Wednesday 25 September 2013

My aunt gave me the wool for this cardigan in December 2011, and it's only reached wearable state now -- knitted projects are slow. Especially when you decide to make things as complicated as possible by adding in lots of colours and patterns, and fiddling around with the shape...

This is the pattern I used; from Noro Love Pattern Collection by Jane Ellison. But I'm as incapable of following a knitting pattern as I am a recipe, so made lots of changes. The half length sleeves definitely had to go, as did the knobbly stitch pattern, the breast pockets, and the round neck -- I improvised a v-neck instead.

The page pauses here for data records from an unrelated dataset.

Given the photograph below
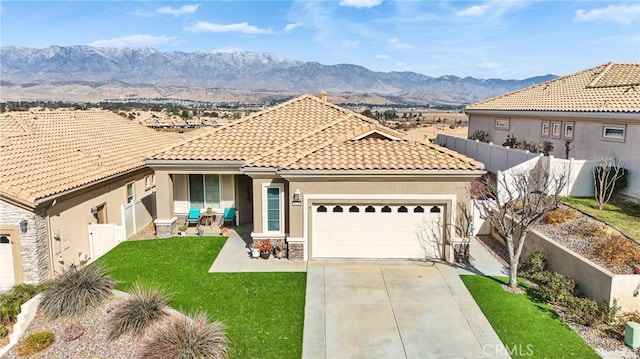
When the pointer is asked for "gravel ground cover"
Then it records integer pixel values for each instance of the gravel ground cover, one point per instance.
(597, 338)
(92, 343)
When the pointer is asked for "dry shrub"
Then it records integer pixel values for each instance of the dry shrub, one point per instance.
(72, 332)
(144, 307)
(592, 228)
(76, 290)
(561, 215)
(617, 250)
(186, 338)
(36, 342)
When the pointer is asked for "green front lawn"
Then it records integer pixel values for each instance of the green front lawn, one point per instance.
(621, 214)
(263, 312)
(527, 328)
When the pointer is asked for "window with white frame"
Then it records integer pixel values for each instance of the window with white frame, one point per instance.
(556, 128)
(273, 208)
(204, 191)
(544, 130)
(614, 132)
(502, 124)
(130, 192)
(567, 130)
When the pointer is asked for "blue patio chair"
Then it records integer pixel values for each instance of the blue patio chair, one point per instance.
(229, 216)
(194, 216)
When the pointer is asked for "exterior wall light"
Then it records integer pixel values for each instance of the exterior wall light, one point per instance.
(23, 225)
(296, 198)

The wool is brilliant -- it has a self striping effect you can see in its unaltered state on the back of the cardigan. Because the front pieces are half as wide, though, the colour gradation is longer, and I didn't want the long murky brown patches to dominate. It was already a bit of a nightmare trying to get both front pieces to match, because each ball of wool starts at a different part of the colour cycle - I ended up with lots of small balls to get the transitions in the right places. Adding freestyle knitted in fair-isle patterns in other colours made things even more complicated, so that the cardigan spent a lot of its life in bits, in bags of tangling, unravelling balls of wool. 



But worth the wait I think!
The red roses were vaguely inspired by my favourite knitwear designer, Kaffe Fassett's persian poppy design -- I'm working up to a full Kaffe-style all over pattern for my next project, even if it will mean carrying round an Old Sheep Shop's worth of tiny balls of wool.


I feel especially proud of the pockets, which were a lot easier than I'd feared, and ended up slotting neatly into the design. The wooden buttons felt right for the homespun aesthetic I was going for -- each was sewn on with a different shade.